The tragic part is that playwright Joe Orton didn’t live to see his masterwork performed–or to write more comedy.
His longtime companion bludgeoned him to death, and then swallowed a fatal dose of sleeping pills, a month after Orton finished What the Butler Saw in 1967. Orton was just 34.
Set in an insane asylum, the play was daring for its day. It flouted and flaunted sexual taboos at a time when they could have landed Orton, who was openly gay, in a British prison.
After a half-century of pop culture, the taboos no longer are shocking. But the play’s core question — who defines “truth”? — remains all too relevant in an era when falsehoods threaten to undermine the foundations of society.
“Civilizations have been founded and maintained on theories which refused to obey facts,” opines Dr. Rance, the government inspector who is a central protagonist in What the Butler Saw.
Played with devilish pomposity by John Hutton, Dr. Rance skewers the psychiatric profession by snap-misdiagnosing every character in the play — which starts with the respected Dr.
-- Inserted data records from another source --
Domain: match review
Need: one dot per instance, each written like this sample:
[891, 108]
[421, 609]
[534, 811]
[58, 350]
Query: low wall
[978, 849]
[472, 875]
Prentice attempting to seduce virginal secretarial candidate Geraldine Barclay (Allison Layman).
Peter Simon Hilton’s Dr. Prentice is a cross between Monty Python’s Graham Chapman and John Cleese. He and Rance wage an all-out duel for laughs. Prentice takes the early lead, but Rance comes on strong as the first act roars to intermission at breakneck speed.
The complications snowball when Dr. Prentice’s cougar-ish wife, played by Vanessa Morosco (Hippolyta/Titania under the stars this summer in A Midsummer Night’s Dream) barges into her husband’s office and nearly discovers his half-naked secretarial applicant.
Dr. Prentice’s feverish attempts to hide Barclay devolve into a rapid-fire, slapstick series of mistaken identities, compounded by Dr. Rance’s fallacious deductions.
Clothing is shed. Genders get bent. Sedatives are injected. Bellhops (Robbie Simpson) become cops (Jeffrey M. Bender). Bullets fly.
Never mind hitting their marks. It’s a testament to the actors and to veteran director Paul Mullins that nobody gets hurt in this comic maelstrom.
Just as the storm appears to peter out in the second act, it gathers renewed force and spins in an unexpected direction.
Morosco’s Mrs. Prentice performs a feat in a straitjacket that would make Houdini proud. Skeletons tumble from linen closets. Sir Winston Churchill makes a cameo appearance.
Like we said, hit the gas. Check your inhibitions at the door. Re-fasten your seat belt. And enjoy the tragically hysterical ride.